Ni siquiera los TikToks culturales en los que el presidente nos recomienda libros que no ha leído han servido para depurar su imagen; los españoles todavía distinguen la bisutería de la piedra preciosa. Este marco permite entender por qué es engañoso decir que Cuerpo asciende sin ampliar funciones. Su papel en esta nueva etapa será, sobre todo, simbólico: sanear la imagen del Gobierno y reforzar a Sánchez como candidato de cara a unas elecciones generales.

Frente a las sombras de la corrupción, los problemas en la gestión de trenes y apagones y la tosquedad de tantos ministros y portavoces, Cuerpo está llamado a encarnar la moderación y la competencia técnica. El mensaje se dirige tanto a sus socios como a los electores: Sánchez desplaza a Sumar del centro del poder y aparta a Yolanda Díaz del escaparate. Frente al hipotético dúo FeijóoAbascal, el binomio Sánchez-Cuerpo resulta más atractivo que la pareja Sánchez-Díaz.

Pedro Sánchez puede permitirse el desprecio a Sumar que supone encumbrar a Cuerpo —a quien Yolanda Díaz llamó mala persona— porque han tolerado estoicamente tanto los escándalos del PSOE como los desaires de Sánchez. A lo más que ha llegado Yolanda Díaz, en su momento de máxima furia, es a recordarnos que es gallega.

Sospecho que cuando le pregunten por el nombramiento de Cuerpo volverá a hacerlo para luego seguir con sus cosas chulísimas. Los motivos del presidente son evidentes: al frente de un Gobierno estéril, sin presupuestos desde hace tres años, con un apoyo parlamentario precario y erosionado por los casos de corrupción, busca recuperar prestigio y legitimidad tras una fachada tecnocrática.
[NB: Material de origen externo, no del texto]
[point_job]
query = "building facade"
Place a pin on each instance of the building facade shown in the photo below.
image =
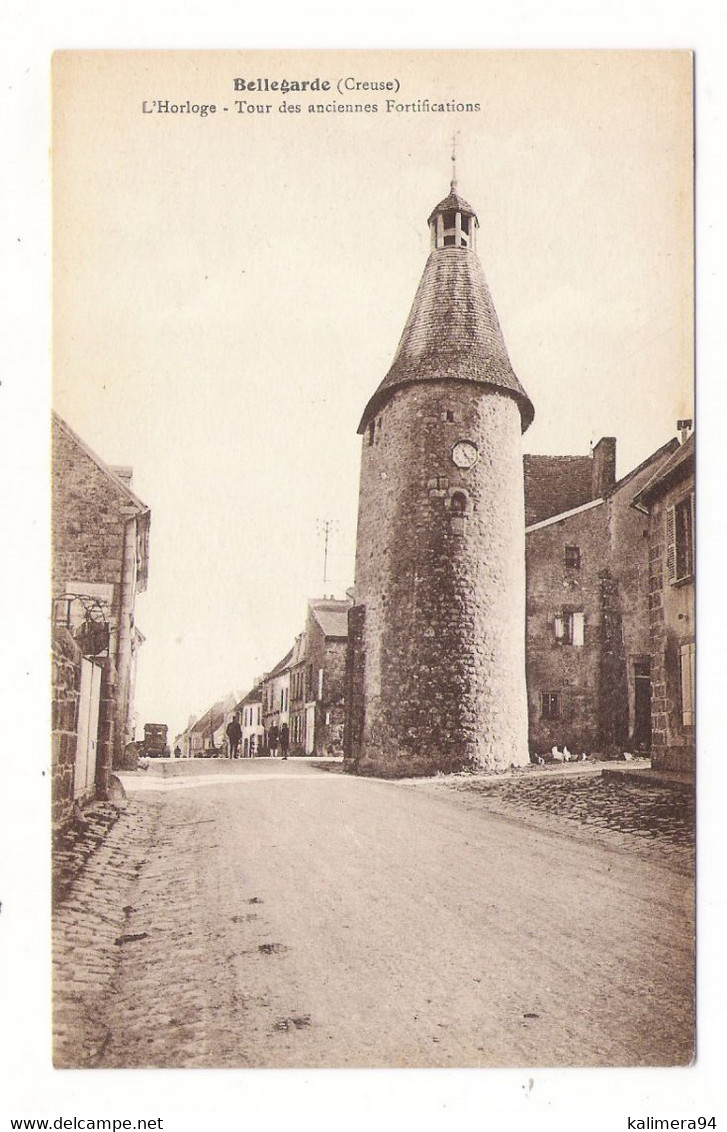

Esa es la función del nuevo vicepresidente: suavizar la mezcla y disimular carencias, como la soda en un mal whisky. La finalidad cosmética del nombramiento es tan evidente que resulta difícil creer que el propio Cuerpo no la perciba. Por eso, del mismo modo que nos preguntamos cuánto de tecnócrata hay en el sanchismo, cabe preguntarse cuánto de sanchista hay en Cuerpo. Es un hombre cabal, formado y fiable. Pero hay una diferencia fundamental entre él y los ministros finos de la primera etapa. Si algún día hubiera que rendir cuentas, aquellos podrían alegar que en 2018 el sanchismo aún no estaba del todo definido; que eran tripulantes de un barco que izó la bandera pirata a media singladura. Convincente o no, es una excusa que Cuerpo no tiene. Ha sido ministro y ahora es vicepresidente de un Gobierno cuyo estilo y prioridades ya eran conocidos.

Quizá sea que un tecnócrata no puede decir «no» a ser ministro, ni un ministro a ser vicepresidente. Puede ser. Pero la primera virtud de un servidor público debería ser, precisamente, saber decir no.